A development director is quoted as saying, "For one thing, [charities] must have a team dedicated to fine-tuning and improving their web site and another team for e-mail marketing, both of which are added expenses. Nonprofit solicitation materials often get caught in systems that trap spam and other unwanted e-mail. Other systems eliminate the compelling images that are so effective in direct mail."

I would imagine a charity has a team dedicated to their web site in the same sense that they have a team dedicated to coming into the office regularly. A web site is not an online brochure. It is not an extra service and an extra cost. Communicating what a charity is about and what it is currently doing is essential to fundraising, and internet media (web, email, chat, sms, video, etc) are the most efficient, cheap, conversational, and democratic media available.

Sometimes it seems charities invest in communications to get people to donate, but invest little to nothing to thank them for giving; or to tell people what difference their gift has made; or allow people to follow their progress; to tell people what's coming up; to allow people to get involved by volunteering, discussing issues, asking questions, or providing feedback on the latest mail pack, for example.

The concept of donating to charity and then trusting them to spend your money wisely with no further question is no longer enough. It was enough when it was all that was possible, but now the internet allows donors to experience so much more, that to offer them nothing in return for giving appears not just ungrateful but downright rude.

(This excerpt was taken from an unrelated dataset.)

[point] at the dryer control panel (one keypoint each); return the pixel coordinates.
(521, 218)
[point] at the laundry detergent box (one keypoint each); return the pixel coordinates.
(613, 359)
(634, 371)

These days, the ideal charity web site seems to be more of a 'glass workshop,' where the goal of the site is to make a charity's processes and work as efficient and transparent as possible. Charites do not do something over here, and then tell people about it here. As much as possible, the doing and the telling are melded together. Potential donors should not have to read descriptions about what the charity does, they should be able to look in the window of the glass workshop and see for themselves. And when donors see something that they can help with, they could even conceivably jump in and help out. (Are you a time donor? Or a money donor? A paid worker or a voluntary worker?)

Maybe donors don't want marketing and fundraising messages. Maybe the best marketing is transparency. In the internet age, a donor can expect to see the project they've donated to, meet the other donors, and hear the voices of the people they've helped. Nothing will get people to give again like hearing someone on the other side of the world confirm that you've helped change their life.